Back in December 2021, Sony claimed that it had designed a new sensor that was able to dramatically redesign an image sensor with what it claimed resulted in majorly improved imaging. According to the company, typical image sensors place photodiodes and pixel transistors on the same substrate, but in this new design, Sony was able to separate them onto different substrate layers.
The result was a sensor that approximately doubled its light gathering capability.
The following February, Sony went into further detail on how it made this sensor, but the explanations for how this technology worked were previously only available translated from Japanese. However, today Sony has taken a page out of Samsung’s book and shared a new animated video that explains the technology succinctly.
The sensor is found in the new Xperia 1 V smartphone that was announced earlier this week and while its physical size doesn’t sound that impressive on paper — it’s notably smaller than the Type 1 (also called 1-inch) sensor that is usually the baseline expectation for high image quality — Sony says that it is an extremely capable technology that skyrockets dynamic range to a level that “has never been seen before in smartphones” while also upping the low-light performance.
“This new technology will prevent underexposure and overexposure in settings with a combination of bright and dim illumination (e.g., backlit settings) and enable high-quality, low-noise images even in low-light (e.g., indoor, nighttime) settings,” Sony says.
The sensor was produced under Sony’s LYTIA brand, which specializes in smartphone imagers.
“The new technology, with approximately double the saturation signal level relative to conventional image sensors, has succeeded in widening the dynamic range—the range of dark-to-bright tones that can be recorded by a camera.

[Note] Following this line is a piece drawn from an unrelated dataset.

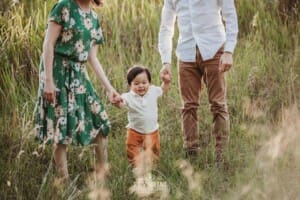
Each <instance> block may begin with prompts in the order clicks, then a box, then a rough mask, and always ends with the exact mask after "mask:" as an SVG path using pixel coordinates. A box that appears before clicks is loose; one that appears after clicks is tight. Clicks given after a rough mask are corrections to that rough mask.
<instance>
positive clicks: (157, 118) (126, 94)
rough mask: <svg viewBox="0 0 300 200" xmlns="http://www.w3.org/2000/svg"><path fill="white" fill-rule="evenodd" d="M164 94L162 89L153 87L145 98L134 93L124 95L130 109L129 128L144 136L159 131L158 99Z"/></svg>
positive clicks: (124, 98) (128, 93)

This will enable the image sensor to produce images that reduce overexposure and underexposure in settings with a combination of bright and dim illumination, without increasing the size of the image sensor, achieving images closer to the way they are perceived through the human naked eye,” Sony claims.
Sony says that typically adjusting exposure in dimly lit settings usually only results in brighter images in exchange for more noise. This new sensor reduces that tradeoff.

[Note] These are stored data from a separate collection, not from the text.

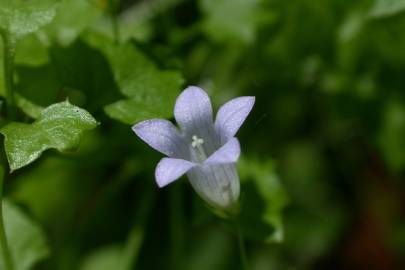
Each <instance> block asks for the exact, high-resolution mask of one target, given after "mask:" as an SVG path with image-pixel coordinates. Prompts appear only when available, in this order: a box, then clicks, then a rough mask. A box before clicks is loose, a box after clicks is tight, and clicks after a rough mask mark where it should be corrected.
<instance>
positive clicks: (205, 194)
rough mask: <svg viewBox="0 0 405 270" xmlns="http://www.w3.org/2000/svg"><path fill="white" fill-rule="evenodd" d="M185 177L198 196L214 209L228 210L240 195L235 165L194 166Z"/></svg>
mask: <svg viewBox="0 0 405 270" xmlns="http://www.w3.org/2000/svg"><path fill="white" fill-rule="evenodd" d="M187 176H188V178H189V180H190V183H191V185H192V186H193V188H194V190H195V191H196V192H197V193H198V195H199V196H200V197H201V198H202V199H203V200H204V201H206V202H207V203H208V204H209V205H211V206H212V207H214V208H218V209H222V210H230V209H233V208H234V207H235V205H236V204H237V202H238V200H239V195H240V182H239V177H238V173H237V172H236V167H235V164H222V165H203V166H195V167H193V168H192V169H191V170H190V171H189V172H188V173H187Z"/></svg>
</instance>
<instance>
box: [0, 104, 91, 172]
mask: <svg viewBox="0 0 405 270" xmlns="http://www.w3.org/2000/svg"><path fill="white" fill-rule="evenodd" d="M96 126H97V121H96V120H95V119H94V118H93V117H92V116H91V115H90V114H89V113H88V112H87V111H85V110H83V109H80V108H78V107H76V106H73V105H71V104H70V103H69V102H67V101H65V102H61V103H57V104H54V105H51V106H49V107H48V108H46V109H44V110H43V111H42V113H41V116H40V117H39V118H38V119H37V120H36V121H35V122H34V123H32V124H23V123H10V124H8V125H6V126H5V127H3V128H2V129H1V130H0V132H1V133H2V134H3V135H4V137H5V140H4V145H5V149H6V154H7V158H8V161H9V164H10V168H11V170H12V171H14V170H16V169H19V168H21V167H23V166H26V165H28V164H29V163H31V162H33V161H34V160H35V159H37V158H38V157H39V156H40V155H41V154H42V152H43V151H45V150H46V149H50V148H55V149H57V150H59V151H67V150H73V149H75V148H77V147H78V146H79V143H80V139H81V136H82V133H83V131H85V130H90V129H93V128H95V127H96Z"/></svg>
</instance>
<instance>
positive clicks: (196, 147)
mask: <svg viewBox="0 0 405 270" xmlns="http://www.w3.org/2000/svg"><path fill="white" fill-rule="evenodd" d="M192 140H193V141H192V143H191V146H192V147H193V149H194V150H195V151H194V152H195V154H196V158H197V160H198V161H200V162H203V161H204V160H206V159H207V155H206V154H205V151H204V148H203V147H202V146H203V144H204V140H203V139H201V138H199V137H198V136H197V135H193V137H192Z"/></svg>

“By increasing the size of the amp transistors, the 2-Layer Transistor Pixel technology has succeeded in substantially reducing noise which can affect images taken in dark settings. High-quality, low-noise indoor, nighttime, and other dark-location images are now possible thanks to this technology, without having to increase the size of the image sensor,” the company claims.
“[The] 2-Layer Transistor Pixel stacked CMOS image sensor makes it possible to shoot night sky and human skin with low noise.”
The new sensor is currently only available on Sony’s upcoming Xperia 1 V smartphone, but given how excited the company is about the technology and the claims it makes about image quality improvement, expect to see it rolled out to other smartphone makers in the future.